Clairement, nos meilleures années étaient déjà derrière nous. Nos souvenirs, c’est ce qu’il nous restait de plus beau.
Des vestiges chéris jusqu’à l’outrance : “Même avant la maladie, on n’avait plus vraiment de projets, une santé en berne, une maison usé et peu d’argent. Clairement, nos meilleures années étaient déjà derrière nous. Nos souvenirs, c’est ce qu’il nous restait de plus beau.”
Prendre conscience de la mortalité des choses, notamment du couple
Pierre et Camille ont passé 57 ans de vie commune, avec la bague au doigt. Il n’en reste plus aucune trace dans la mémoire de cette dernière. Des heures durant, Pierre “lui rappelle son âge, sa vie, ses passions, nos moments” sans qu’il n’y ait de miracles.
“La vraie vie, ce ne sont pas les films”, souffle-t-il. Pas de mots magiques qui débloquent la mémoire de son épouse, pas de jour où elle se remémore de tout, même pas un moment où elle prononce de tête son prénom ou un souvenir commun comme une belle scène cinématographique. Il faut se contenter de bien moins : “Dans de rares moments, je pense percevoir dans son regard l’éclat d’une compréhension ou d’un souvenir qui remonte. à ce moment-là, notre couple est vivant”.

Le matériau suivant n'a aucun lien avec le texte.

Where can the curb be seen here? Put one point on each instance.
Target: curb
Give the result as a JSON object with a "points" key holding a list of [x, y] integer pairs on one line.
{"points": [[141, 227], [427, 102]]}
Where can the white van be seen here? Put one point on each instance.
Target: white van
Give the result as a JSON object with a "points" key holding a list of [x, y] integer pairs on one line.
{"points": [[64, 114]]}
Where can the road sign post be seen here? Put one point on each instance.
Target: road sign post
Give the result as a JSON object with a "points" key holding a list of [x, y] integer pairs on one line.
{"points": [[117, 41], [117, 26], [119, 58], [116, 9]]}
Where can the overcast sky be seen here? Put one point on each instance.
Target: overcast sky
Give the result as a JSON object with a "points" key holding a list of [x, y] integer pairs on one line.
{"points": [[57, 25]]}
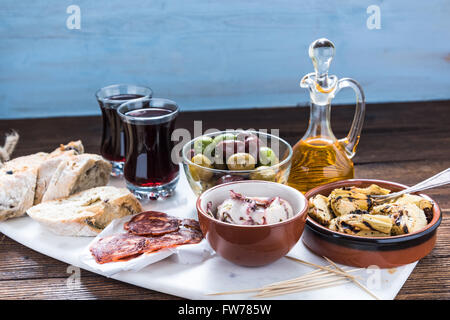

Et qu’importe s’il n’aura jamais la certitude qu’elle a compris de ce qu’il évoquait. « C’est comme parler à Dieu. On ne peut pas savoir s’il écoute. C’est un acte de foi et d’amour. Et ce qui nous fait tenir.”
Comme Jacques, Pierre a partagé les souvenirs du couple à leurs enfants, “de peur que la maladie me touche moi aussi, et que je les oublie à mon tour”.
L’un des rares points commun d’Alzheimer avec les autres maladies : il fait avant tout prendre conscience de la mortalité des choses, notamment du couple. “Après avoir vécu soixante ans de mariage, on se pensait bêtement immortel. Mais rien n’est invincible”, reconnaît Jacques.
“Alors je voulais m’assurer que notre couple vive encore dans d’autres mémoires que les nôtres, qu’il nous survive finalement.”
Les souvenirs s’effritent comme du papier peint, mais ils peuvent aussi tapisser d’autres murs.